HOW ASSISTED HEALTH INSURANCE WOULD WORK

Assisted Health Insurance is designed to cover everyone not offered coverage under Employee Health Insurance or Medicare, including

  • The unemployed,
  • The disabled,
  • The self-employed,
  • Those with low incomes
  • Persons with higher incomes if they cannot get coverage at reasonable rates including persons whose health status or type of work puts them in high-risk insurance categories.
    • A principal feature of Assisted Health Insurance is that it relates premiums and out-of-pocket expenses to the income of the person or family enrolled
    • Working families with very low incomes, would pay no premiums at all
    • Deductibles, co-insurance, and maximum liability would all be pegged to income levels.
    • Assisted Health Insurance would replace State-run Medicaid for most services.
    • Preempt State mandates, this plan would establish uniform benefit and eligibility standards for all low-income persons.
    • It would also eliminate artificial barriers to enrollment or access to health care.

MAKING THE HEALTH CARE SYSTEM WORK BETTER

To contain medical costs effectively over the long-haul, however, basic reforms in the financing and delivery of care are also needed.

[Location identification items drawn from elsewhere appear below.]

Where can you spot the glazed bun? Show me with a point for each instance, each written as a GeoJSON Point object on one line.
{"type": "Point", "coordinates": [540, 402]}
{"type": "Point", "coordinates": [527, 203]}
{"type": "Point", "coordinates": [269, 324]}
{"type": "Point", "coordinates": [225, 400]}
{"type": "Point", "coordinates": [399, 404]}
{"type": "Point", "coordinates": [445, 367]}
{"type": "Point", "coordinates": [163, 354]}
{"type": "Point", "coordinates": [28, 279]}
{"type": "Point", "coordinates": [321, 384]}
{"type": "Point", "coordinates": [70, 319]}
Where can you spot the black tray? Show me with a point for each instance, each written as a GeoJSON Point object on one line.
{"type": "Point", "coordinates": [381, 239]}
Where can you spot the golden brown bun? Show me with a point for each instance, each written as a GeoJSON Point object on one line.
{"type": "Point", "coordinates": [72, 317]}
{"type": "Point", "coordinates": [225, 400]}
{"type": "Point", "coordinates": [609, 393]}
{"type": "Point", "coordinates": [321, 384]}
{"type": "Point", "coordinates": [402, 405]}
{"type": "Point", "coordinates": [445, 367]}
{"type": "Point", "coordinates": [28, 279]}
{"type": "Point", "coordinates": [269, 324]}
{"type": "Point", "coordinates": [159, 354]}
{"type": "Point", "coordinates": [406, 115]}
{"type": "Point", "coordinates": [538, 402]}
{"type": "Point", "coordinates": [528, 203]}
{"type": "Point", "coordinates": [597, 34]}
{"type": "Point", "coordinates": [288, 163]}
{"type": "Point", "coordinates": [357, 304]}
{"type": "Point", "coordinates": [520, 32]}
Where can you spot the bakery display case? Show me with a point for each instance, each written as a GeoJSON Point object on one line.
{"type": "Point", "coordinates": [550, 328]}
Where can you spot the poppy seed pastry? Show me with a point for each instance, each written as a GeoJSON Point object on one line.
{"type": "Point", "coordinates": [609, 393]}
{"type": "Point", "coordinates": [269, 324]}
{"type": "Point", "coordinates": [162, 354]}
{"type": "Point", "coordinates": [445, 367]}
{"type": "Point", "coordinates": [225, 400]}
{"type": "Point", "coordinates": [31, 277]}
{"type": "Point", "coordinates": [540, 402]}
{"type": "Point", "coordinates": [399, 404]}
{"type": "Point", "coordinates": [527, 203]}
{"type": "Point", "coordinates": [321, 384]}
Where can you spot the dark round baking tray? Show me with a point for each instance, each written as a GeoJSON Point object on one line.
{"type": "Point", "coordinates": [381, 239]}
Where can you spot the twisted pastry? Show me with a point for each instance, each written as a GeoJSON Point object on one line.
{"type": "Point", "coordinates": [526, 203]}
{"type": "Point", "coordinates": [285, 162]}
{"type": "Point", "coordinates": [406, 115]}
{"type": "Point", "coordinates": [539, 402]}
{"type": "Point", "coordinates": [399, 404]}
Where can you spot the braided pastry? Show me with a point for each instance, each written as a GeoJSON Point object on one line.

PROFESSIONAL STANDARDS REVIEW ORGANIZATIONS (PSRO’s) would

  • place health services under the review of Professional Standards Review Organizations.
  • These PSRO’s would be charged with maintaining high standards of care and reducing needless hospitalization.
  • Operated ‘by groups of private physicians, professional review organizations can do much to ensure quality care while helping to bring about significant savings in health costs.

STATES would

  • Approve specific plans,
  • Oversee rates,
  • Ensure adequate disclosure,
  • Require an annual physical
  • Assure fair reimbursement for physician services, drugs and institutional services, including a prospective reimbursement system for hospitals.
  • Only with effective cost control measures can States ensure that the citizens receive the increased health care they need and at rates they can afford.
  • Failure on the part of States to enact the necessary authorities would prevent them from receiving any Federal support of their State-administered health assistance plan.

Republican President RICHARD NIXON

The White House, February 6, 1974.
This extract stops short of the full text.